Boure this year submitted the petition to rename the school’s theater in Bourgoin’s honor, a request she said was unanimously approved by the local school board.
“He did what was best for us and what was best for the show,” she recalled. “He didn’t do ‘just enough.’ There are teachers out there who do just enough, but he did incredible things.”
Eberhart said Bourgoin taught his students to be empowered by their youth rather than restricted by it. She said he once talked her into joining him and other students on a trip to New York City when she initially declared she would be staying home to concentrate on homework.
“He sat down with me in the cafeteria and said, ‘You know, any college would be glad to have you, and you’re going to have plenty of time to get your schoolwork done, but you’re only going to have a chance to be 16 in New York City once,’” she said. “I can still see the way he looked at me when he said it.”
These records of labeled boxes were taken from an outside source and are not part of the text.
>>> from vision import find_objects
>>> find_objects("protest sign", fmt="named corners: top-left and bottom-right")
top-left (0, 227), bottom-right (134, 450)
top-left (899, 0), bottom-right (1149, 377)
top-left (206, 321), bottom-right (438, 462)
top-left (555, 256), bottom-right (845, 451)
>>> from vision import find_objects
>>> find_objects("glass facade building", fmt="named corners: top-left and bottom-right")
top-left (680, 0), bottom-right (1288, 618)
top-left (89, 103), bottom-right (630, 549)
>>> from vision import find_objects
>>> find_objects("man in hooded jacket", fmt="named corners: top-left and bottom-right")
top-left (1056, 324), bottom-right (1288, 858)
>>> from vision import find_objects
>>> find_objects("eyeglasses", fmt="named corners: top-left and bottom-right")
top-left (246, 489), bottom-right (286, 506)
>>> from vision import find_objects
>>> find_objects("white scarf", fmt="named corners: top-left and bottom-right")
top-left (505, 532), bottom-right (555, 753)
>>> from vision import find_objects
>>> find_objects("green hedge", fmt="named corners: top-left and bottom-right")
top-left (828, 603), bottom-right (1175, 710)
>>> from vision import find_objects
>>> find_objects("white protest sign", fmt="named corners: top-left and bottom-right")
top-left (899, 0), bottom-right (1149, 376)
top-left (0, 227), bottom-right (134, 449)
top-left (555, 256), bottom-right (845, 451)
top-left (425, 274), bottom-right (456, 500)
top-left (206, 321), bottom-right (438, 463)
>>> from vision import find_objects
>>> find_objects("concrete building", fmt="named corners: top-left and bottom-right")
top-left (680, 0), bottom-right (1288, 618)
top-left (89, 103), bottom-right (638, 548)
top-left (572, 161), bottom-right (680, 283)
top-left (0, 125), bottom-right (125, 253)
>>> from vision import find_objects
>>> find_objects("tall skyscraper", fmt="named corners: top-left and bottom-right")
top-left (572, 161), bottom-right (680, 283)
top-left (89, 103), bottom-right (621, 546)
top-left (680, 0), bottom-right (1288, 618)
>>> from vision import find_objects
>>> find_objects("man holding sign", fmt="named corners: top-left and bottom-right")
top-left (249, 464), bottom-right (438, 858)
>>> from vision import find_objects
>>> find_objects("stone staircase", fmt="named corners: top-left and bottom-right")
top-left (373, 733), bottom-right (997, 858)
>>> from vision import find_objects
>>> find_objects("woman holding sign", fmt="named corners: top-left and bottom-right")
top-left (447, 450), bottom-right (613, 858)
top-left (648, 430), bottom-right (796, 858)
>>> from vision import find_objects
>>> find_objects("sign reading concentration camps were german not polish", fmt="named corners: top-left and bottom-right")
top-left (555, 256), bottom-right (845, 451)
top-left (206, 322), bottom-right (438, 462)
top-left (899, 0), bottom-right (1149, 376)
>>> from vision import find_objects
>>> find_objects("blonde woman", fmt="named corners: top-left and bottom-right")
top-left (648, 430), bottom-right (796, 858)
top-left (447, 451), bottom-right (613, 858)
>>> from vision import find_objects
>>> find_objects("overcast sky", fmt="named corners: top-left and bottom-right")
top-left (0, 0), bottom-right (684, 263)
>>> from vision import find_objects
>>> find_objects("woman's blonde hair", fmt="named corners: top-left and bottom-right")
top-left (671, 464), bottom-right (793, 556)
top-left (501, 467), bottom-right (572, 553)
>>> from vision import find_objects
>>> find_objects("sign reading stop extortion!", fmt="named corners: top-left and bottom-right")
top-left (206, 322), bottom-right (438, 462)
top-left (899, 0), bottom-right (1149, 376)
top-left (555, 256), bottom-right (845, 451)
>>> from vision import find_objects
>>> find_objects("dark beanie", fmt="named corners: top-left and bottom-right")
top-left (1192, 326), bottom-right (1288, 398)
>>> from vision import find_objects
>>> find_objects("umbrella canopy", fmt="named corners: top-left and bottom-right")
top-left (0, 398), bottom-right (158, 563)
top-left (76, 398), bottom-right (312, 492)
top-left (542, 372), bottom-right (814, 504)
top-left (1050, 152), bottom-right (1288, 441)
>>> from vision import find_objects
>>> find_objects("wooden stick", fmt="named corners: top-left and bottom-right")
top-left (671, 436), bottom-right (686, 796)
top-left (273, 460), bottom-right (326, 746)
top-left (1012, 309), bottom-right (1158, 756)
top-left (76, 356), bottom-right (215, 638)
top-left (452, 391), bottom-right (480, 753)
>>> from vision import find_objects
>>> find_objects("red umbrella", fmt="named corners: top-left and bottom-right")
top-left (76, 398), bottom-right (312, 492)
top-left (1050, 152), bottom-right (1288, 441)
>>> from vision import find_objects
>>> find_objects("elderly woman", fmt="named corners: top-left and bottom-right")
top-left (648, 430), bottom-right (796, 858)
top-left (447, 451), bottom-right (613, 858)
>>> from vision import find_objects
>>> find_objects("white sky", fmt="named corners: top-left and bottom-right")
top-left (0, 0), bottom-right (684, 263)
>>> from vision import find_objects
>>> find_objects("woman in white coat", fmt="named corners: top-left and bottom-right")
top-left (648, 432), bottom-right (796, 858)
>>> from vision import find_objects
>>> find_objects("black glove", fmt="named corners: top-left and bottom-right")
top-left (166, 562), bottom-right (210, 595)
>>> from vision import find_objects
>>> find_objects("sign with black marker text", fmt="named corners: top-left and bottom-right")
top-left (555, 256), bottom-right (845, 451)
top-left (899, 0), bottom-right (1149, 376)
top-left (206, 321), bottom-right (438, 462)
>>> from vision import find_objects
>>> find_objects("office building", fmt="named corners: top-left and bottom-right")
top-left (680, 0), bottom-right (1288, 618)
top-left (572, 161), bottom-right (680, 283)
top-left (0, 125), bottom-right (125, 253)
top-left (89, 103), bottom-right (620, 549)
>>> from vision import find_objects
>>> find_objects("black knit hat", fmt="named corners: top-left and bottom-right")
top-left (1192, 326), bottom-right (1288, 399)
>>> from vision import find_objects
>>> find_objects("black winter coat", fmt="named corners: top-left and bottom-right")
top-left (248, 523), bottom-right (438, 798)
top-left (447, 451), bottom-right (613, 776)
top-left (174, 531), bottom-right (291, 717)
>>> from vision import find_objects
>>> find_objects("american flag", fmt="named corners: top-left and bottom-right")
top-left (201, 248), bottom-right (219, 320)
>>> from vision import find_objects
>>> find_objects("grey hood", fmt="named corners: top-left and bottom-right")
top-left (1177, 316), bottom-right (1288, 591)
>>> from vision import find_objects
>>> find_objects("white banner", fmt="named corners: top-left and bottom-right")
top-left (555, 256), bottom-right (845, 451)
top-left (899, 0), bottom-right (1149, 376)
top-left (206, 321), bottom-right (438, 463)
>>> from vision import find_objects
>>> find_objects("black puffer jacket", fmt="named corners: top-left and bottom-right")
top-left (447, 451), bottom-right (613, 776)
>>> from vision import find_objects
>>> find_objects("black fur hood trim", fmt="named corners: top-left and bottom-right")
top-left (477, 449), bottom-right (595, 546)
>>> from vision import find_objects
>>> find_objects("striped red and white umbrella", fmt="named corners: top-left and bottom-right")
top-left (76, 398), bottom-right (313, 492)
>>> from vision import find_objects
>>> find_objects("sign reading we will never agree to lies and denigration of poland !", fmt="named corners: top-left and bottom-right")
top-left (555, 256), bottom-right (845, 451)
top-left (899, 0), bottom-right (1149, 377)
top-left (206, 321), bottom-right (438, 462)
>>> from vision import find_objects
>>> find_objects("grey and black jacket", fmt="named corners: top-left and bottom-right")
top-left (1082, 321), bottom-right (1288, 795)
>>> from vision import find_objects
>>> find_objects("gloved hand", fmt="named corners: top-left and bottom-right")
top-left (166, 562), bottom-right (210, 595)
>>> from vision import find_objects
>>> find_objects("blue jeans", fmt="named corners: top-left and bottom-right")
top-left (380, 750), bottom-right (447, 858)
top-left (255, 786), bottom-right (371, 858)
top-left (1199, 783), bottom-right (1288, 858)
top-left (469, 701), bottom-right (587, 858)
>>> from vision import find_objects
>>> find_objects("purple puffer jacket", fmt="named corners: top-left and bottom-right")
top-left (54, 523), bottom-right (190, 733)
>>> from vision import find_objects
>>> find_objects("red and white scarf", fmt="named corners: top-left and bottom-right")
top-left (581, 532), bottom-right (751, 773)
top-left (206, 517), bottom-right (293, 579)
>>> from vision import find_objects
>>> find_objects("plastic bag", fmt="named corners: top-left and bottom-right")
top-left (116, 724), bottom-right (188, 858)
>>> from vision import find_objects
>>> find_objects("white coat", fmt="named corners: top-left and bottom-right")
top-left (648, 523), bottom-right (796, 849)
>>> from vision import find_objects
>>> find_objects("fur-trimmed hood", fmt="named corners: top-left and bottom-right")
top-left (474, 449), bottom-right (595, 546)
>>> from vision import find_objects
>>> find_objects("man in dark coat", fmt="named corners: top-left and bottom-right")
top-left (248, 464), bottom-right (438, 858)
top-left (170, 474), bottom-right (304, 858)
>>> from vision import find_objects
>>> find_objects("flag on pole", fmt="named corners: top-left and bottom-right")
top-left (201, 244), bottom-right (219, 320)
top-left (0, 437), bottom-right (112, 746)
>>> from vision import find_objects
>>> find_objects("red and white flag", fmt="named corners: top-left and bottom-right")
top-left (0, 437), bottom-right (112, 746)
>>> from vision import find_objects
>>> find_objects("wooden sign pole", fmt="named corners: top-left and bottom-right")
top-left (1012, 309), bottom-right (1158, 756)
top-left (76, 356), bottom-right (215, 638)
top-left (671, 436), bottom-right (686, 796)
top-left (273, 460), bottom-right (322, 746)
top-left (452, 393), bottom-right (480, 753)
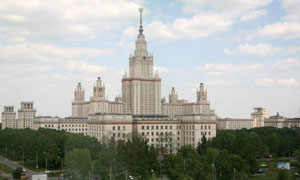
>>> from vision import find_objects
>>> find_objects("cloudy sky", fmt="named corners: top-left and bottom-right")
top-left (0, 0), bottom-right (300, 118)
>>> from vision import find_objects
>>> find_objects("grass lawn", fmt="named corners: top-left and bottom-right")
top-left (250, 176), bottom-right (274, 180)
top-left (0, 163), bottom-right (14, 174)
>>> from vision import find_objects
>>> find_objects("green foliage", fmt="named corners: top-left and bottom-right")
top-left (207, 127), bottom-right (300, 173)
top-left (163, 146), bottom-right (212, 180)
top-left (65, 149), bottom-right (92, 179)
top-left (277, 169), bottom-right (290, 180)
top-left (295, 149), bottom-right (300, 174)
top-left (12, 167), bottom-right (23, 179)
top-left (0, 128), bottom-right (100, 169)
top-left (0, 163), bottom-right (14, 174)
top-left (0, 127), bottom-right (300, 180)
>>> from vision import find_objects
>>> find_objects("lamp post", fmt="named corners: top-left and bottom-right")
top-left (57, 156), bottom-right (64, 177)
top-left (44, 152), bottom-right (47, 171)
top-left (20, 146), bottom-right (25, 166)
top-left (35, 151), bottom-right (39, 171)
top-left (109, 159), bottom-right (115, 180)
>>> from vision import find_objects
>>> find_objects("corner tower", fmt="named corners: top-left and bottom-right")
top-left (122, 8), bottom-right (161, 115)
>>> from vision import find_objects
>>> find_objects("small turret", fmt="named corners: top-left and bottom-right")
top-left (74, 82), bottom-right (84, 102)
top-left (93, 77), bottom-right (105, 100)
top-left (197, 83), bottom-right (208, 104)
top-left (169, 87), bottom-right (178, 104)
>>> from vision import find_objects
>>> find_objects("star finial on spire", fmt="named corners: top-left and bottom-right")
top-left (139, 8), bottom-right (144, 34)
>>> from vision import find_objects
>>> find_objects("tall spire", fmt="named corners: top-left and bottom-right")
top-left (139, 8), bottom-right (144, 35)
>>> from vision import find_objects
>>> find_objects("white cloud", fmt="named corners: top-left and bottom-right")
top-left (224, 43), bottom-right (282, 56)
top-left (281, 0), bottom-right (300, 22)
top-left (237, 0), bottom-right (300, 40)
top-left (254, 22), bottom-right (300, 39)
top-left (196, 63), bottom-right (263, 76)
top-left (153, 66), bottom-right (170, 73)
top-left (254, 78), bottom-right (300, 86)
top-left (145, 11), bottom-right (234, 41)
top-left (206, 80), bottom-right (235, 86)
top-left (287, 46), bottom-right (300, 54)
top-left (0, 43), bottom-right (115, 64)
top-left (0, 0), bottom-right (140, 42)
top-left (182, 0), bottom-right (272, 16)
top-left (240, 9), bottom-right (267, 21)
top-left (272, 58), bottom-right (300, 70)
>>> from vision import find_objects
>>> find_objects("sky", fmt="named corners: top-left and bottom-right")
top-left (0, 0), bottom-right (300, 118)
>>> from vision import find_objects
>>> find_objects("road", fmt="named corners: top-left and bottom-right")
top-left (0, 156), bottom-right (37, 179)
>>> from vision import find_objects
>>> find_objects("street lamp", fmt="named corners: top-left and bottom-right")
top-left (57, 156), bottom-right (64, 177)
top-left (109, 159), bottom-right (115, 180)
top-left (44, 152), bottom-right (47, 171)
top-left (35, 151), bottom-right (39, 171)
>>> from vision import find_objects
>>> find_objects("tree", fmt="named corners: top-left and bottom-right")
top-left (277, 169), bottom-right (289, 180)
top-left (65, 149), bottom-right (92, 179)
top-left (12, 167), bottom-right (23, 179)
top-left (197, 135), bottom-right (207, 154)
top-left (295, 149), bottom-right (300, 174)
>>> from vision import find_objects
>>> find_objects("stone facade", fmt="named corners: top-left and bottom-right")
top-left (72, 77), bottom-right (123, 118)
top-left (17, 101), bottom-right (36, 129)
top-left (264, 113), bottom-right (300, 128)
top-left (122, 8), bottom-right (161, 115)
top-left (2, 106), bottom-right (17, 129)
top-left (1, 10), bottom-right (217, 153)
top-left (162, 83), bottom-right (214, 117)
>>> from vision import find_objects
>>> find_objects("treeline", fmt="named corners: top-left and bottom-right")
top-left (0, 127), bottom-right (300, 180)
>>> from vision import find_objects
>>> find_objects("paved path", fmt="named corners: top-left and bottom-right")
top-left (0, 156), bottom-right (37, 179)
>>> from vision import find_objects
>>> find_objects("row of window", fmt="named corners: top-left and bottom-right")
top-left (142, 131), bottom-right (173, 136)
top-left (142, 125), bottom-right (211, 130)
top-left (113, 126), bottom-right (126, 131)
top-left (61, 124), bottom-right (87, 127)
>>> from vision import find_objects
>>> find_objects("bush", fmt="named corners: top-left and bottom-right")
top-left (12, 167), bottom-right (23, 179)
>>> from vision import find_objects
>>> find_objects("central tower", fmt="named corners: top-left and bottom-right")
top-left (122, 8), bottom-right (161, 115)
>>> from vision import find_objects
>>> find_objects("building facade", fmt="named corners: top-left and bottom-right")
top-left (17, 101), bottom-right (36, 129)
top-left (72, 77), bottom-right (123, 118)
top-left (1, 106), bottom-right (17, 129)
top-left (122, 9), bottom-right (161, 115)
top-left (162, 83), bottom-right (215, 117)
top-left (3, 9), bottom-right (217, 153)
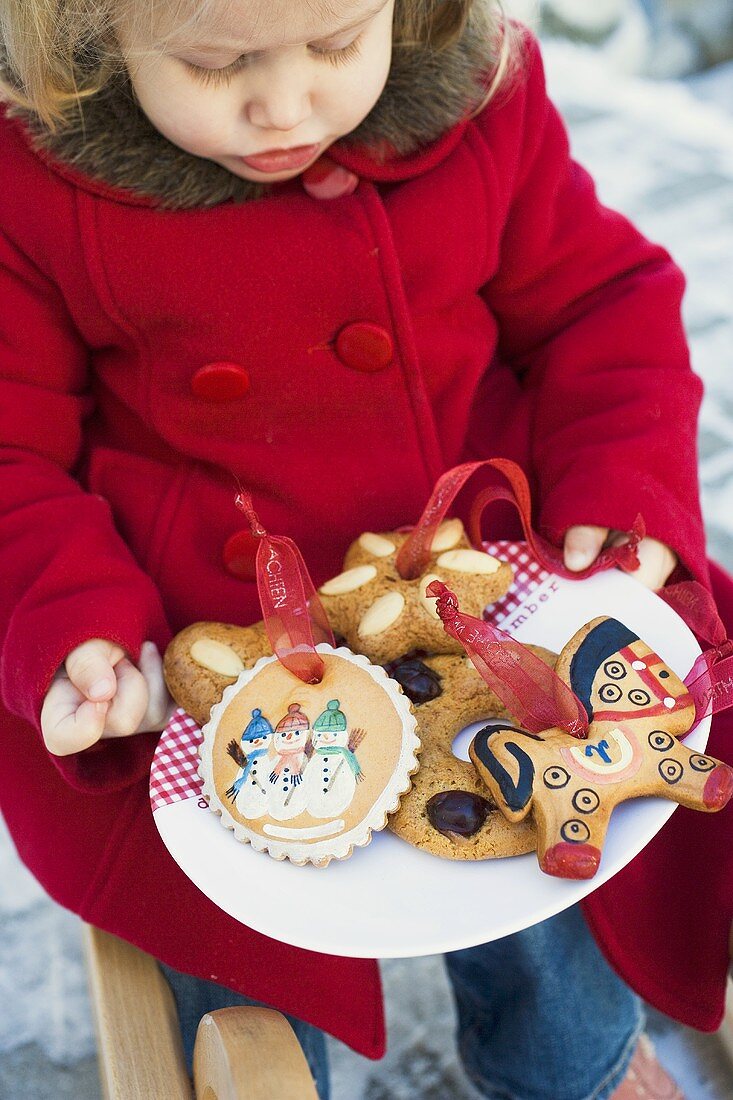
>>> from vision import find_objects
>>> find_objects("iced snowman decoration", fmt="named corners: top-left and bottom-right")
top-left (304, 699), bottom-right (365, 817)
top-left (269, 703), bottom-right (311, 822)
top-left (227, 706), bottom-right (273, 817)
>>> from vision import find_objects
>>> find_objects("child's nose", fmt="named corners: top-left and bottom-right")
top-left (247, 69), bottom-right (311, 134)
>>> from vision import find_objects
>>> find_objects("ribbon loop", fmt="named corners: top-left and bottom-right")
top-left (234, 491), bottom-right (335, 683)
top-left (395, 459), bottom-right (646, 581)
top-left (426, 581), bottom-right (588, 737)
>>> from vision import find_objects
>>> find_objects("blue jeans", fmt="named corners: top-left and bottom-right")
top-left (155, 905), bottom-right (644, 1100)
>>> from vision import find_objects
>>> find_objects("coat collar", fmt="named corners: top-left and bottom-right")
top-left (0, 3), bottom-right (491, 210)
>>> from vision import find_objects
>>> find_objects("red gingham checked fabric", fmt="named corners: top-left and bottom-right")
top-left (150, 541), bottom-right (550, 813)
top-left (150, 707), bottom-right (204, 813)
top-left (483, 542), bottom-right (550, 626)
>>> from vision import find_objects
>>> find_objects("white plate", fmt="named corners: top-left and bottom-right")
top-left (151, 543), bottom-right (710, 958)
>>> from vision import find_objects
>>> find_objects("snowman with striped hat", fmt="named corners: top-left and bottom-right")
top-left (227, 707), bottom-right (273, 818)
top-left (303, 699), bottom-right (364, 818)
top-left (267, 703), bottom-right (313, 822)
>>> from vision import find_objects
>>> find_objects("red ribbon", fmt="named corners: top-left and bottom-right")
top-left (395, 459), bottom-right (646, 581)
top-left (426, 581), bottom-right (588, 737)
top-left (234, 491), bottom-right (335, 684)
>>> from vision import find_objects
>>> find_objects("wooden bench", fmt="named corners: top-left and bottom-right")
top-left (85, 925), bottom-right (318, 1100)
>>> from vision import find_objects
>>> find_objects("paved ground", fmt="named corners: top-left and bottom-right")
top-left (0, 44), bottom-right (733, 1100)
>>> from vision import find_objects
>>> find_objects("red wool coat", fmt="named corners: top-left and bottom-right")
top-left (0, 30), bottom-right (733, 1057)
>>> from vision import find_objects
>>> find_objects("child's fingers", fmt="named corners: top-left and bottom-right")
top-left (613, 534), bottom-right (678, 592)
top-left (564, 525), bottom-right (609, 573)
top-left (65, 638), bottom-right (124, 703)
top-left (102, 657), bottom-right (147, 737)
top-left (41, 675), bottom-right (109, 756)
top-left (102, 641), bottom-right (174, 737)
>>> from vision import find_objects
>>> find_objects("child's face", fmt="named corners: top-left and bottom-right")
top-left (117, 0), bottom-right (394, 183)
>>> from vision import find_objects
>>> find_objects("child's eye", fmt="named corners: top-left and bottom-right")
top-left (183, 54), bottom-right (251, 85)
top-left (308, 34), bottom-right (361, 65)
top-left (182, 34), bottom-right (361, 85)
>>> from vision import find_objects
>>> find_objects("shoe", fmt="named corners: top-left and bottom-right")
top-left (611, 1035), bottom-right (685, 1100)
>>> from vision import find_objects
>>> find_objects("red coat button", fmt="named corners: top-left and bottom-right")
top-left (190, 363), bottom-right (250, 402)
top-left (221, 530), bottom-right (260, 581)
top-left (336, 321), bottom-right (394, 373)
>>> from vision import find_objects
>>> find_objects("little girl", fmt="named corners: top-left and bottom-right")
top-left (0, 0), bottom-right (733, 1100)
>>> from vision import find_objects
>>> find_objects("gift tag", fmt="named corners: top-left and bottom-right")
top-left (199, 644), bottom-right (420, 867)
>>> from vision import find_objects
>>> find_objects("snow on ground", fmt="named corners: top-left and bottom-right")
top-left (0, 38), bottom-right (733, 1100)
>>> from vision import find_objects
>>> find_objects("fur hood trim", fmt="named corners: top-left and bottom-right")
top-left (0, 3), bottom-right (499, 209)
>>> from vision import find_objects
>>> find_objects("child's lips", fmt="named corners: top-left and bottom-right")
top-left (240, 144), bottom-right (320, 174)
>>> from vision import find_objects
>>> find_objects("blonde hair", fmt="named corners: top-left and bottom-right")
top-left (0, 0), bottom-right (516, 133)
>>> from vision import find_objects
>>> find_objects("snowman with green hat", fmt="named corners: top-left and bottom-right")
top-left (304, 699), bottom-right (364, 818)
top-left (227, 707), bottom-right (273, 818)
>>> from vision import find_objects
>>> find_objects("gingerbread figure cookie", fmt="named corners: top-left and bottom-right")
top-left (469, 616), bottom-right (733, 879)
top-left (318, 519), bottom-right (513, 664)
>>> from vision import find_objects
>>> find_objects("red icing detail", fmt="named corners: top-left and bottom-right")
top-left (702, 763), bottom-right (733, 810)
top-left (539, 840), bottom-right (601, 879)
top-left (221, 531), bottom-right (260, 581)
top-left (300, 156), bottom-right (359, 199)
top-left (336, 321), bottom-right (394, 374)
top-left (190, 363), bottom-right (250, 402)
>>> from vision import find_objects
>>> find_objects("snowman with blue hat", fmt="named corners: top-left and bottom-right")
top-left (304, 699), bottom-right (364, 818)
top-left (227, 707), bottom-right (274, 818)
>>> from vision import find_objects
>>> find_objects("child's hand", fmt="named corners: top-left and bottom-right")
top-left (564, 527), bottom-right (678, 592)
top-left (41, 638), bottom-right (173, 756)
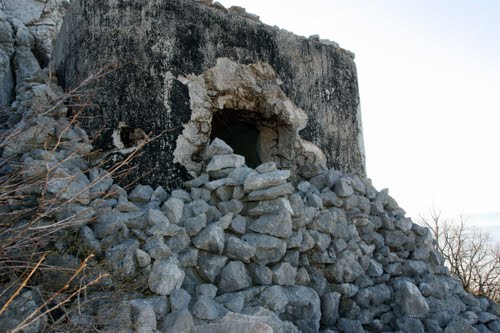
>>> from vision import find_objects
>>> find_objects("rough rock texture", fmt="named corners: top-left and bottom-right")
top-left (0, 0), bottom-right (500, 333)
top-left (55, 0), bottom-right (365, 188)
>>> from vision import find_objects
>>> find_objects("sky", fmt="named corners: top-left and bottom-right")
top-left (219, 0), bottom-right (500, 241)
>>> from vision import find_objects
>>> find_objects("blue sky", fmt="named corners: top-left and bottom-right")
top-left (219, 0), bottom-right (500, 240)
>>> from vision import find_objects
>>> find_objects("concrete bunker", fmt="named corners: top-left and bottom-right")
top-left (174, 58), bottom-right (326, 176)
top-left (210, 109), bottom-right (262, 168)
Former students interviewed for this story struggled to find superlatives that they felt truly did justice describing Bourgoin, whose after-hours acting career was based in community theater but included roles in a commercial with baseball great Ted Williams, an episode of the television show “Unsolved Mysteries,” and the independent 2001 movie “Liberty, Maine” alongside soon-to-be “Without A Trace” star Eric Close.
“There’s nothing I can say on film or write or anything that would be able to explain to anybody what he meant to so many people,” Hilton said. “There’s no way. It’s way too big. He was way too big. He was just a big person in a very subtle way.”
Saturday’s event is scheduled to begin at 7 p.m. at Bonny Eagle High School.